First off you get a beautifully made and far from run of the mill steel frame. Steel bike she may be, but the Betty's frame isn't all pencil thin round tubes at all, this is the very model of a modern metal tubeset – as well as those manipulated steat stays you get a TriShaped top tube, like a triangle with very rounded out points, and like every other modern bike the down tube changes shape between one end and the other, bi-ovalising through 180° say Fixie, which surely means that the ovalising at the bottom bracket end is the same as at the head tube end except upside down – if the oval is symmetrical how can you tell? The frame's other notable feature, which sets it apart from the retro crowd, is that it is a semi-compact.

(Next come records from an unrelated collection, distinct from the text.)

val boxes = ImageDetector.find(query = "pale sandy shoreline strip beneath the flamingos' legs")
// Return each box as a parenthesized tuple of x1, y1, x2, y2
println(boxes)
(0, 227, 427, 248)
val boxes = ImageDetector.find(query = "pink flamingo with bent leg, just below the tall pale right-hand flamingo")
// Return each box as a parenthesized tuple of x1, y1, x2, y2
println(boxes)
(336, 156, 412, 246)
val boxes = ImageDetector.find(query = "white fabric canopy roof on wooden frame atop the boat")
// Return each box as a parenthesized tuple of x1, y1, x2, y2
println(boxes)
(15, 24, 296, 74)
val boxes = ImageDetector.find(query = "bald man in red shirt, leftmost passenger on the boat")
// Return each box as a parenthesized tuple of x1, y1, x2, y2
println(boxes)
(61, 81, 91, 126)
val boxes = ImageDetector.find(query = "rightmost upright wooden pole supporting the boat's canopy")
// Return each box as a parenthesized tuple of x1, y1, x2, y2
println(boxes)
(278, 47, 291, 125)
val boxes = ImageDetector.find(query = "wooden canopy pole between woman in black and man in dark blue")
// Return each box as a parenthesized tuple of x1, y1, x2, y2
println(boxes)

The whole thing is beautifully put together with super-neat welds and pleasingly quirky touches like the cuffs on the dropouts, and classy touches like the superb black and pearl paint job which also extends to the inside legs of the Reynolds Ouzo Pro fork.
The drivetrain is all SRAM; in the case of the bike we rode it was mainly from their Force groupset. We really liked the brakes – crisp, powerful, and well modulated – and we liked the feel of the levers and hoods as they really work with the riding position which is performance oriented but not at the expense of comfort. I couldn't get on with the shifting though, this was my first experience of Rival and while I found changing down the rear cassette into higher gears easy, coming back up the block into lower gears was more problematic: it seemed stickier and less precise than the Shimano Ultegra SL I rode both before and after the Betty. I also found that I struggled shifting into the inner ring on the front mech too: on a few occassions it simply wouldn't shift down when I wanted it to, waiting until I'd also shifted down a few more cogs at the back – possibly fixed by more fettling, but very irritating at the bottom of a climb. All that said, there was still enough to like about the groupset to make me want to give it more time.
Summary
The Betty Leeds isn't cheap, but if you are in the market for a performance machine that dares to be different then this could well be the bike for you. In our view it is most likely to appeal to the monied sportive rider, in many ways the Betty Leeds is the bicycle equivalent of a Rapha jacket, classical, stylish and expensive… but probably worth it too.
The Betty Leeds is also available as a frame, fork and stem kit for £1080 or as a complete bike with SRAM Rival (all other spec the same as our test bike) for £2375.